Helpful Tips To Survive The Holiday Season With The Loss Of A Loved One 

The holiday season is a joyful time full of friends and family creating new and lasting memories together…

…except the holiday season can be gut-wrenching and painful for those who have lost a loved one.

The empty chair at the dinner table is a sober reminder at how short life is, and the grief can be overwhelming during the holidays, especially the first holiday without a loved one.

Grieving is deeply personal and never easy, but here are some helpful tips to help you make it through.

Don’t Stuff Your Emotions

One of the worst things you can do is feel like you can’t express your grief.

By pretending to be the “strong one” and charge through – you are only avoiding the inevitable.

If a song comes on the radio that reminds you of your dad – it’s okay to cry!

Talk about the life of your loved one.

Your vulnerability and ability to vocalize your emotions will show other family members it’s okay to be sad(and talk about it) even during a joyful season. 

Reach Out To Other Family Members

Chances are, if you are grieving and missing mom, other family members who loved her too are also grieving.

It’s important during the tough times to stick together as a family.

If you notice someone isolating or not wanting to be around people – let them know you are there.

Encourage and build up one another.

One of the best ways to survive the holiday season is to be surrounded by loved ones.

Being around others and creating memories is a reminder that there is still life to live.

It doesn’t make your grief less real, but at least you aren’t grieving alone. 

Celebrate Their Legacy

You can keep the holiday traditions alive by celebrating the life of the one you are grieving. 

If mom used to always make the best potato casserole, consider taking up the task of making one each year.

Share stories with loved ones about the good times – it’s okay if you cry in the process!

Remember, your deceased loved one would want you to be at peace and enjoying the moment.

You can also create new traditions together as a family and blend in the old for a beautiful Christmas. 

Final Thoughts

If you find yourself grieved this season – go easy on yourself.

Death is hard.  And grieving is a process.

Everyone goes at their own pace, and there is no right way to grieve.

Don’t let anyone make you feel guilty for missing your loved one.
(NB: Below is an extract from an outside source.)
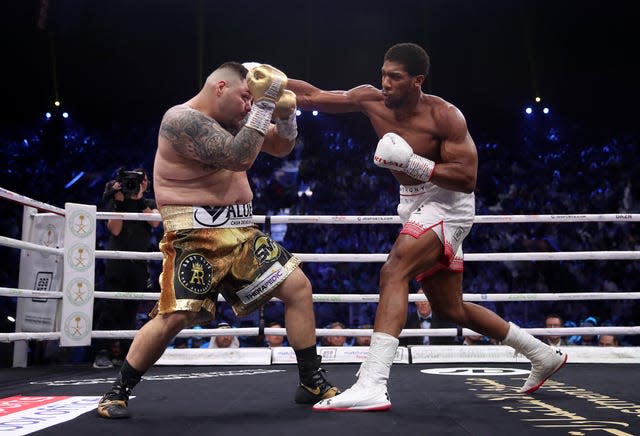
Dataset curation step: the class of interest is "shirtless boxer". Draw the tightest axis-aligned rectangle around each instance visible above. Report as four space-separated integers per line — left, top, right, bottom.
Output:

But know that even though you may have an empty chair at the table this year, there is still much in life to celebrate and be thankful for.

Hug your loved ones tight and make new memories – and to those who have lost a loved one – our hearts go out to you this holiday season. 

How have you dealt with the grief of the loss of a loved one during the holiday season?

What are some tips you have for others who may be grieving?